Com base nos roteiros que organizamos para clientes brasileiros em 2025 e 2026, o gasto médio real de um casal em 7 dias de Nova York ficou entre R$ 26.000 e R$ 38.000, com a passagem respondendo por 42% do total. Viajantes que compraram com 90 ou mais dias de antecedência pagaram, em média, R$ 3.200 menos por casal só na passagem.Perguntas frequentes sobre viagem a Nova York
Quanto custa uma viagem a Nova York para um casal em 7 dias em 2026?
Uma viagem de 7 dias para um casal em Nova York custa entre R$ 22.000 e R$ 46.000 no total, incluindo passagens em econômica, hotel 3 estrelas bem localizado, alimentação variada e atrações principais. O maior fator de variação é a passagem aérea, que pode mudar R$ 5.000 a US$ 10.000 por pessoa dependendo da antecedência e da época. (NYC Tourism + Conventions, 2024)
Qual a melhor época para visitar Nova York?

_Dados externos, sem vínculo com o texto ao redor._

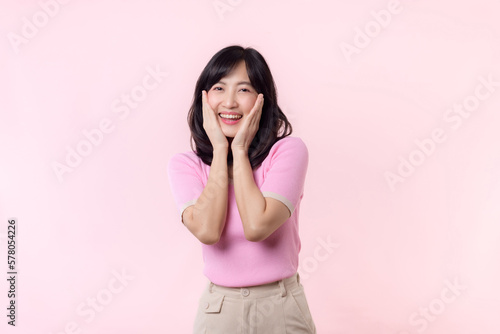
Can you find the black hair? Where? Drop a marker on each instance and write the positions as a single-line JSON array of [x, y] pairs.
[[272, 118]]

Abril a junho e setembro a novembro são as janelas ideais: temperaturas agradáveis (10–25°C), menos lotação que o pico de verão e preços de hotel 20 a 30% menores que julho-agosto. Dezembro tem o charme natalino com bons preços no início do mês. Evite janeiro e fevereiro se frio extremo não é o que você busca, embora os preços sejam os menores do ano.
Precisa de visto para ir a Nova York?
Sim. Brasileiros precisam do visto americano tipo B1/B2 para entrar nos EUA. O processo envolve formulário DS-160, taxa de US$ 185 e entrevista no consulado. O tempo de espera para entrevista varia de semanas a meses, conforme a cidade e o período do ano. Planeje com pelo menos 3 a 4 meses de antecedência. Veja o passo a passo completo: Visto americano 2026.
Como usar o metrô de Nova York?
O metrô opera 24h por dia e cobre toda Manhattan e os bairros de Brooklyn, Queens e Bronx. Uma viagem custa US$ 2,90. O sistema OMNY aceita cartão de crédito ou débito internacional diretamente na catraca, sem precisar comprar MetroCard. A partir da 6ª viagem no mesmo dia, as viagens ficam gratuitas automaticamente. (MTA, 2026)
Vale a pena comprar o New York CityPASS?
Depende do roteiro. O CityPASS agrupa 5 atrações (MET, American Museum of Natural History, Top of the Rock, Guggenheim e uma das opções de cruzeiro) por US$ 142, contra US$ 182 no total se compradas separadamente, uma economia de 22% (CityPASS, 2026). Compensa se você de fato vai visitar todas. Não compensa se o roteiro for mais seletivo.
Nova York é segura para turistas?
Nova York é uma das cidades mais turísticas do mundo e tem infraestrutura adequada para visitantes. As áreas do roteiro acima, Midtown, Central Park, SoHo, Brooklyn Bridge e DUMBO, têm movimento constante e baixo risco. Atenção ao metrô em horários menos movimentados depois de meia-noite. Bairros como East New York e South Bronx fogem do circuito turístico e não constam neste roteiro.